While analysing the environmental laws of both the countries, it is clear that UK’s environmental laws and regulations are stricter than those of India. Businesses will face serious legal actions in UK if they fail to comply with the government’s environmental standards such as CO2 emissions. Hence, Mahindra should be more concerned about the environmental policies of the country while operating in UK.

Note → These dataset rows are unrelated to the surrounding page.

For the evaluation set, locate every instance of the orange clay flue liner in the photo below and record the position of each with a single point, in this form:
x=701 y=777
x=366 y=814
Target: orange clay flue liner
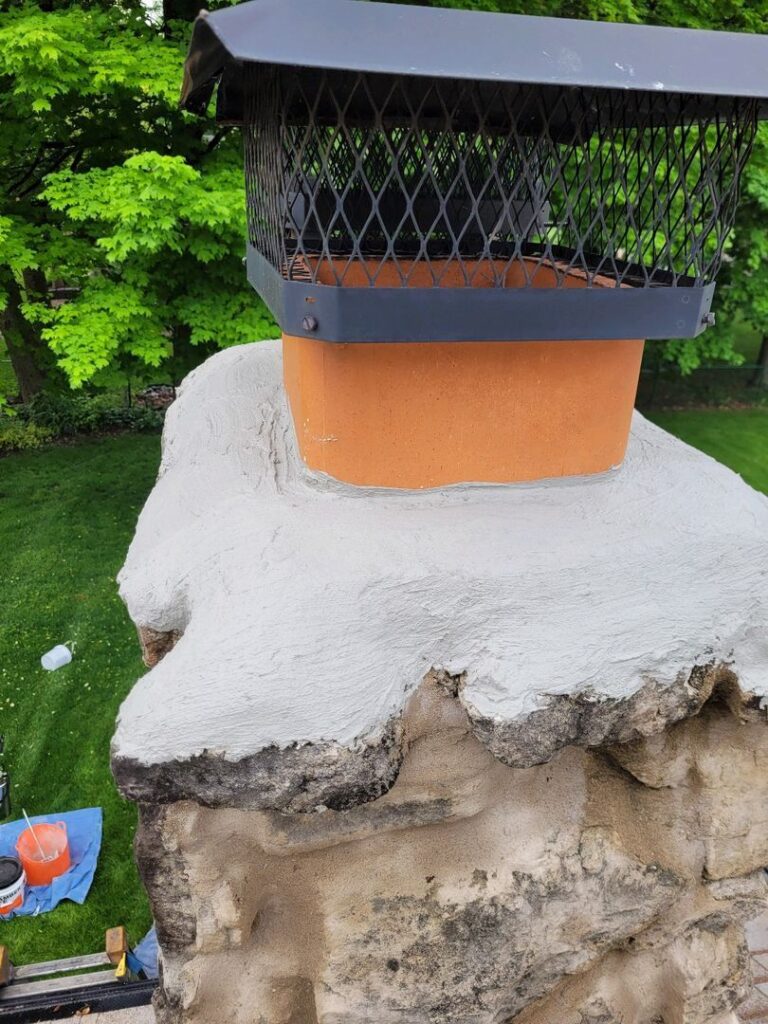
x=425 y=414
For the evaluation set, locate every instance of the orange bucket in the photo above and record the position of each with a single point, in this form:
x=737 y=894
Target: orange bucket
x=44 y=850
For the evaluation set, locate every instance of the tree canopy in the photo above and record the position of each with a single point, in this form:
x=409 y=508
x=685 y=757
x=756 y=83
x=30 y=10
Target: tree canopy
x=122 y=219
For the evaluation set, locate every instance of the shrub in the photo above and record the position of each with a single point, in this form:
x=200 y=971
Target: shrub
x=66 y=415
x=15 y=435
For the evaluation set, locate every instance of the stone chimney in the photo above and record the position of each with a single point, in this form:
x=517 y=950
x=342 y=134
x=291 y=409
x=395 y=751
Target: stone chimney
x=456 y=710
x=477 y=754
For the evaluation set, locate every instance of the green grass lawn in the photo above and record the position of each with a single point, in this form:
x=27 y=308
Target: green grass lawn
x=736 y=437
x=67 y=516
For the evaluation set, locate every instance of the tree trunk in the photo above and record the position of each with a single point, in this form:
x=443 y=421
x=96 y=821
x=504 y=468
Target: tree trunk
x=760 y=379
x=26 y=347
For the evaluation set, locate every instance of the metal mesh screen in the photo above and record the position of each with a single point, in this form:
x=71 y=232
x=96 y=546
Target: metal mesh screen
x=360 y=178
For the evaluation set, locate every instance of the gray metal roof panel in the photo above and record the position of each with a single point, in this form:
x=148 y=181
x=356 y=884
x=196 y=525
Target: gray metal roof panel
x=461 y=44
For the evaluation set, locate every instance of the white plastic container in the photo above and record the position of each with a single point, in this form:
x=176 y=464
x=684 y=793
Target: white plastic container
x=56 y=657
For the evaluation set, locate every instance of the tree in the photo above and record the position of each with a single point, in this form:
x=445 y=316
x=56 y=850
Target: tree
x=110 y=190
x=132 y=211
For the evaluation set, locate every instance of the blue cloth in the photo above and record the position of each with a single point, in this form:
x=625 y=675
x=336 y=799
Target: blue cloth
x=146 y=954
x=84 y=833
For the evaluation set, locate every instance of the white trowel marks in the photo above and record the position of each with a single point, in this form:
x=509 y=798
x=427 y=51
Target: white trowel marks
x=311 y=609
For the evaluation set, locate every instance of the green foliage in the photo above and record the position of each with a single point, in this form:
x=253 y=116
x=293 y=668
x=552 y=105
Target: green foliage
x=735 y=437
x=67 y=415
x=135 y=207
x=172 y=241
x=18 y=436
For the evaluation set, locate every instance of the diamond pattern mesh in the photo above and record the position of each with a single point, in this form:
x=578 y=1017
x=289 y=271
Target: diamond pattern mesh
x=361 y=178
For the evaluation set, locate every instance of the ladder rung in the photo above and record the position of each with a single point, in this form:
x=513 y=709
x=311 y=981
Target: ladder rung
x=59 y=966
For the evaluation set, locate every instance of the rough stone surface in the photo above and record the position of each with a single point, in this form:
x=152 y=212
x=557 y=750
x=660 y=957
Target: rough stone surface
x=477 y=756
x=470 y=892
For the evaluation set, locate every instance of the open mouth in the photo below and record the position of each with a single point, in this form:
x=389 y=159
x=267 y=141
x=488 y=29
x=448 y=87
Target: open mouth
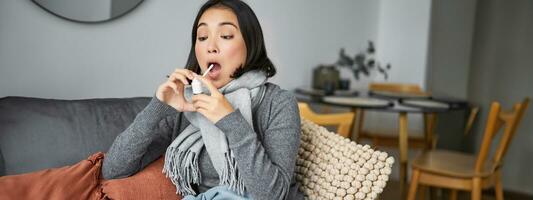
x=215 y=71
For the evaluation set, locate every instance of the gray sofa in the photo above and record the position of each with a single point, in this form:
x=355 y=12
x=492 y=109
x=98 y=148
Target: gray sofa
x=40 y=133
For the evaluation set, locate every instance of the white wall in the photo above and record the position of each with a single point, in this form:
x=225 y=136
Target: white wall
x=42 y=55
x=452 y=29
x=502 y=71
x=403 y=36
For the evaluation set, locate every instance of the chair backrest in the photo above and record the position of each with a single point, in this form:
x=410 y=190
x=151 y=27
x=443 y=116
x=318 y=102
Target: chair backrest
x=396 y=87
x=496 y=120
x=343 y=121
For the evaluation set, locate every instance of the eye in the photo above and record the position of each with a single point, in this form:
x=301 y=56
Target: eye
x=227 y=37
x=202 y=38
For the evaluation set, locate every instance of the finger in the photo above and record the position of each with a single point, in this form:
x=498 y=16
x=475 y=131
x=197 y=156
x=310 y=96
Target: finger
x=209 y=85
x=201 y=105
x=201 y=97
x=202 y=111
x=180 y=77
x=172 y=85
x=186 y=72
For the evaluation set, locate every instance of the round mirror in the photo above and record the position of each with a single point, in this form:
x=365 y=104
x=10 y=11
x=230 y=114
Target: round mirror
x=88 y=11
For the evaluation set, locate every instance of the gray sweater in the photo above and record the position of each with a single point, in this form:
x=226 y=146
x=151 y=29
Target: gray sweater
x=265 y=153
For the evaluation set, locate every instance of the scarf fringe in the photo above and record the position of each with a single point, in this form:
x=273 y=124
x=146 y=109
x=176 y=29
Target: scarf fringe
x=181 y=167
x=230 y=175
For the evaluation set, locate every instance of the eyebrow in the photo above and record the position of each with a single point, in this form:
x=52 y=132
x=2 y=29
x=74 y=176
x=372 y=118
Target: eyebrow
x=220 y=24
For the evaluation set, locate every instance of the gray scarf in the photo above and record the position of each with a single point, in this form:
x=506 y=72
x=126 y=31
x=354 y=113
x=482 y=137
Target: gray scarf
x=181 y=157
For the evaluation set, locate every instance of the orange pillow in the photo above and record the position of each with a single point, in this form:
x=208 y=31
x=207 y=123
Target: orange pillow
x=149 y=183
x=78 y=181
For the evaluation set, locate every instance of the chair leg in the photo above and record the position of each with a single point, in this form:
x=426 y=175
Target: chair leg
x=453 y=194
x=414 y=184
x=476 y=189
x=498 y=186
x=422 y=191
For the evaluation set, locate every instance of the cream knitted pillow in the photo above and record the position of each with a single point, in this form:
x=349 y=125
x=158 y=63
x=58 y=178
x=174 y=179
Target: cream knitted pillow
x=330 y=166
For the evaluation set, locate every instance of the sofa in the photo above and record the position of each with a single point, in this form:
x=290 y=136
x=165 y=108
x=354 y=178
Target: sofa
x=37 y=133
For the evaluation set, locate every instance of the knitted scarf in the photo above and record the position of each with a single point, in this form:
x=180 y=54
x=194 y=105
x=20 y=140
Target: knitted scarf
x=181 y=157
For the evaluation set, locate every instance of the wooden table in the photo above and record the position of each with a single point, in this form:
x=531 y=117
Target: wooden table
x=397 y=104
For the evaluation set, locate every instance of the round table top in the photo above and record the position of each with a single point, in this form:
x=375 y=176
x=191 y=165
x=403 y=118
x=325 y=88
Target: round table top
x=385 y=101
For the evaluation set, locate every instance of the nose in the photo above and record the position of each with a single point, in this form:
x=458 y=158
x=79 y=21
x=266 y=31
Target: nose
x=212 y=46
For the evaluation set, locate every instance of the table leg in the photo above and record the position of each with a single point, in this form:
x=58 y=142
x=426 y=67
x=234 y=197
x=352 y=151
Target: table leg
x=430 y=121
x=354 y=123
x=403 y=153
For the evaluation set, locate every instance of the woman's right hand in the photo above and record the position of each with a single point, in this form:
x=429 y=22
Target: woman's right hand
x=171 y=91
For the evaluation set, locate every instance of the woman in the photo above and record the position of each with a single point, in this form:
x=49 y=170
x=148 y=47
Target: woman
x=240 y=139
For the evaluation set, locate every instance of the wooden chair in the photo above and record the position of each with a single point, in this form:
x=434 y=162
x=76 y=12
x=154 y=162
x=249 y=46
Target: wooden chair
x=386 y=139
x=343 y=121
x=458 y=171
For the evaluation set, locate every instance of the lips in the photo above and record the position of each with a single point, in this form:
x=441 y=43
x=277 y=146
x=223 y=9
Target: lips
x=215 y=71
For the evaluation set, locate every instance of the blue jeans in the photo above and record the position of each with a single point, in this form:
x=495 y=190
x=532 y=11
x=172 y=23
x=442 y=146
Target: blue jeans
x=218 y=193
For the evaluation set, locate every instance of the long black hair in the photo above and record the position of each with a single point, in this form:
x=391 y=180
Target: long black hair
x=256 y=56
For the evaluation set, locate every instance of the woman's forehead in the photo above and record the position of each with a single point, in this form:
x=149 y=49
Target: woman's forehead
x=219 y=16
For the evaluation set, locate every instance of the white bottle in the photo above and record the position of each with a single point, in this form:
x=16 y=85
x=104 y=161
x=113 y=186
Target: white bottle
x=196 y=86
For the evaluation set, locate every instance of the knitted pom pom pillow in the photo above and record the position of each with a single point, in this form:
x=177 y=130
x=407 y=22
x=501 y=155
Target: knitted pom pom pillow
x=330 y=166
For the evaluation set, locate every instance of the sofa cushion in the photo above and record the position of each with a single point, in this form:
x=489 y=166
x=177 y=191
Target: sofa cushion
x=79 y=181
x=149 y=183
x=40 y=133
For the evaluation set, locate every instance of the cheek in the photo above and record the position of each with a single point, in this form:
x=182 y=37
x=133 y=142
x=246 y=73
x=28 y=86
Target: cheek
x=237 y=53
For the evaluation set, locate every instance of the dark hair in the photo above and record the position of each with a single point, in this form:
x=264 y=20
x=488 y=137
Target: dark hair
x=256 y=56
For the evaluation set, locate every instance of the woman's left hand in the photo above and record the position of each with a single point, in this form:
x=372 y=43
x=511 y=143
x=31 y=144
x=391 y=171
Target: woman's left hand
x=214 y=107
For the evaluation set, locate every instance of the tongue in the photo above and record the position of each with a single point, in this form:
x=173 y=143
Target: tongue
x=215 y=71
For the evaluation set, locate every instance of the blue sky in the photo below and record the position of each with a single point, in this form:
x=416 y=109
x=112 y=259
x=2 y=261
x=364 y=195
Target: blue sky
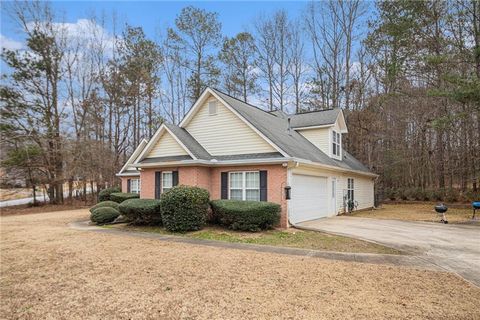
x=152 y=15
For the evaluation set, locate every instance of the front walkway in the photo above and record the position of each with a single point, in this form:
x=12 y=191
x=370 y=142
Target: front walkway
x=456 y=248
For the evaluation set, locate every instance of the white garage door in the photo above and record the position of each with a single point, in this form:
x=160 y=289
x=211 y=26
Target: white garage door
x=309 y=198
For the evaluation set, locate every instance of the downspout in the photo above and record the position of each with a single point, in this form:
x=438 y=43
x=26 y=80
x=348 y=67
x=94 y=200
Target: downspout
x=289 y=184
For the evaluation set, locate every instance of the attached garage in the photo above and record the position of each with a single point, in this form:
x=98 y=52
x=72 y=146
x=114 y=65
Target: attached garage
x=309 y=199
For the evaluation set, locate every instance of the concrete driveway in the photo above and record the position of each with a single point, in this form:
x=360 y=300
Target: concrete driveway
x=455 y=248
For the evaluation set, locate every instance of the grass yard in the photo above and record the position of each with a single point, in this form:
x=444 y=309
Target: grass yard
x=50 y=271
x=418 y=212
x=282 y=238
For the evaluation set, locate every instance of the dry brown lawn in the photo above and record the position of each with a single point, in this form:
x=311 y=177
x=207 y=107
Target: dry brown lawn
x=417 y=212
x=49 y=271
x=43 y=208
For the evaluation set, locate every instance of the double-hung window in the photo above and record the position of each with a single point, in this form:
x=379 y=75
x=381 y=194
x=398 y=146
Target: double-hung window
x=336 y=143
x=135 y=185
x=167 y=181
x=244 y=185
x=350 y=190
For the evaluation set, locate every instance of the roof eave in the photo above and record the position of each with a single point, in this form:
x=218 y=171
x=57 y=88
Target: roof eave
x=314 y=127
x=127 y=174
x=329 y=167
x=214 y=163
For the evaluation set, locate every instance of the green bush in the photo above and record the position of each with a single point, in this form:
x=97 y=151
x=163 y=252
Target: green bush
x=104 y=195
x=109 y=204
x=141 y=211
x=184 y=208
x=104 y=215
x=246 y=215
x=119 y=197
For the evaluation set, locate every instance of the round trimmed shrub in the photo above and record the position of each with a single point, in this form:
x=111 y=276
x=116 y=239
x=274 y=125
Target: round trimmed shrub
x=184 y=208
x=104 y=195
x=246 y=215
x=109 y=204
x=104 y=215
x=119 y=197
x=141 y=211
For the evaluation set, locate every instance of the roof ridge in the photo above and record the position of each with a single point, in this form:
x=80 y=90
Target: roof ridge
x=313 y=111
x=248 y=104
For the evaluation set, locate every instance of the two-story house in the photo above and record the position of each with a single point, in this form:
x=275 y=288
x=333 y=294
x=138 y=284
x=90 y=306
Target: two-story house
x=238 y=151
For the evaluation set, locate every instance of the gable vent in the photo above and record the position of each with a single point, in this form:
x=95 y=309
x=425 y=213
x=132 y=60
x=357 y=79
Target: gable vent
x=212 y=108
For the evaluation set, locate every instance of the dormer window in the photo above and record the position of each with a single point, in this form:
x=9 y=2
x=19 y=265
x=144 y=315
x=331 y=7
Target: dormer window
x=336 y=144
x=212 y=108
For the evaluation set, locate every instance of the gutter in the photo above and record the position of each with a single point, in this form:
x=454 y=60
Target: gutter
x=212 y=163
x=326 y=166
x=127 y=174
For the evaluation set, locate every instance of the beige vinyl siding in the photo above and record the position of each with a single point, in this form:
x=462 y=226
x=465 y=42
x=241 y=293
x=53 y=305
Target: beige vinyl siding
x=336 y=128
x=166 y=146
x=224 y=133
x=363 y=188
x=363 y=192
x=319 y=137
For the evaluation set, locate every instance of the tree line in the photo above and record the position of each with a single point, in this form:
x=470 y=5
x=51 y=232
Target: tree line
x=76 y=102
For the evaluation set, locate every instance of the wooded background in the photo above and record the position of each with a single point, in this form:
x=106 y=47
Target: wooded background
x=406 y=74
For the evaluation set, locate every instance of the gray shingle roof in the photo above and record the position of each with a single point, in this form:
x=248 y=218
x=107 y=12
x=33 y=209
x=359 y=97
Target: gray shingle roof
x=293 y=143
x=165 y=159
x=189 y=142
x=266 y=155
x=314 y=118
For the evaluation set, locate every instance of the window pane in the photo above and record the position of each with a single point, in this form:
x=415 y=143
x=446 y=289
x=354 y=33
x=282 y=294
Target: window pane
x=236 y=194
x=236 y=180
x=167 y=180
x=252 y=180
x=253 y=195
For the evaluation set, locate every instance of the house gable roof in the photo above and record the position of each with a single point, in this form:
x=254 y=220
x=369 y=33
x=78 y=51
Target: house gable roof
x=156 y=137
x=126 y=169
x=293 y=143
x=271 y=126
x=220 y=96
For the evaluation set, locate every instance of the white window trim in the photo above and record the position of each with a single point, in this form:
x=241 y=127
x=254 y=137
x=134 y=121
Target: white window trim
x=350 y=187
x=244 y=184
x=163 y=180
x=338 y=145
x=138 y=186
x=216 y=107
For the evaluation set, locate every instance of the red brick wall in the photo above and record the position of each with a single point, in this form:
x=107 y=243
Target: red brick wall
x=209 y=178
x=124 y=182
x=276 y=182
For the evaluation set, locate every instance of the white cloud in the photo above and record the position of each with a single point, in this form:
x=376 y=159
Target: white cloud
x=9 y=44
x=86 y=33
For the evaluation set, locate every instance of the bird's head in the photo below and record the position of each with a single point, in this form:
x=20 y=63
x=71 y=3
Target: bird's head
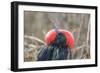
x=62 y=37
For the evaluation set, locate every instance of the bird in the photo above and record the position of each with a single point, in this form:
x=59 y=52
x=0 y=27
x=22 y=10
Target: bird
x=58 y=45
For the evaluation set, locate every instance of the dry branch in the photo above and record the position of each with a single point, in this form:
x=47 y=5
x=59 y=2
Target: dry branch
x=34 y=38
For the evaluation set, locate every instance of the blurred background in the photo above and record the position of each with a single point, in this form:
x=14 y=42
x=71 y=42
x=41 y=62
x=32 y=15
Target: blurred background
x=37 y=24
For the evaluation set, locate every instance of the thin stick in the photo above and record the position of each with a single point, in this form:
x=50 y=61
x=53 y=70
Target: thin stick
x=34 y=38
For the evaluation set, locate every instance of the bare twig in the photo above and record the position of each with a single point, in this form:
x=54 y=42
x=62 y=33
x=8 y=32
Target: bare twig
x=34 y=38
x=77 y=39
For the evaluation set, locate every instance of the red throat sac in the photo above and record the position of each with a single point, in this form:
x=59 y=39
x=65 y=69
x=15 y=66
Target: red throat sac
x=51 y=35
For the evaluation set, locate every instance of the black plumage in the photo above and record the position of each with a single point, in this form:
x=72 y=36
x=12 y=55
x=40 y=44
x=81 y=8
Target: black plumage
x=57 y=50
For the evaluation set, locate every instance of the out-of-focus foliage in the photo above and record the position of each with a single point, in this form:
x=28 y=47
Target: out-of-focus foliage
x=37 y=24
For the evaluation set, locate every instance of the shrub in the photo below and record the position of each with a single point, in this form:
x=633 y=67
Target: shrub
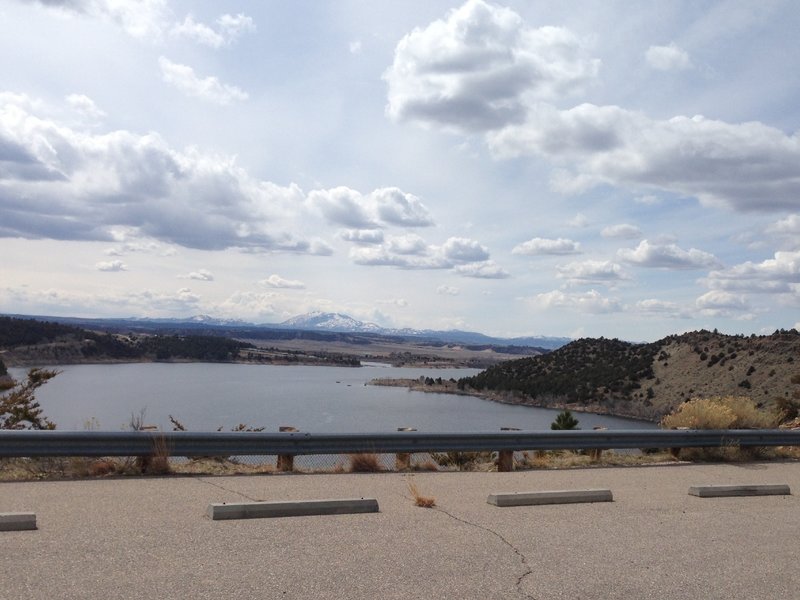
x=419 y=499
x=719 y=412
x=564 y=421
x=18 y=406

Developing a Brand Strategy
It is better for the M&M to adopt the double branding strategy to launch its products in the UK automotive market. Under the double branding strategy, the concepts of umbrella branding and product branding are combined. In this branding strategy, the brand name represents name of the company as well as the name of the product brand. For instance, Corolla is the name of the car and Toyota is the company manufacturing this car, and accordingly the brand name becomes Toyota Corolla. The major advantage of this branding strategy is that the product benefits from both the company name and the product brand name. In the words of Baisay (2013), double branding is able to create a “two tired sense of difference and depth”. The fascinating feature of this strategy is that the parent brand communicates the product’s significance and identity, which in turn are boosted by the daughter brand so as to attract the interests of a specific customer segment. The author adds that it would be very difficult to ‘personalise an offer’ to the client unless there is a personalised communication (Baisay, p.109). In addition, in contrast to a stand-alone product branding approach, double branding requires less investment.
It is clear that a large number of world’s reputed automotive companies such as Daimler, Jaguar, Toyota, Nissan, and Ford are currently operating in the UK market. In this circumstance, it may not be an easy task for the Mahindra to enter and establish its business in the UK automotive market successfully. Hence, it is recommendable for the company to invest largely in its brand positioning efforts so as to compete with its UK market rivals effectively. In addition, a reasonable investment should be made in the environment too as the UK government is increasingly concerned about promoting sustainable development. The company must be really informed of the consumer behaviour trends in the UK automotive industry. In the UK automotive sector, there has been a growing demand for Sport Utility Vehicles (SUVs) over the last few years. It appears to be a favourable market situation for Mahindra because the company currently offers a wide variety of technologically advanced and competitive SUVs.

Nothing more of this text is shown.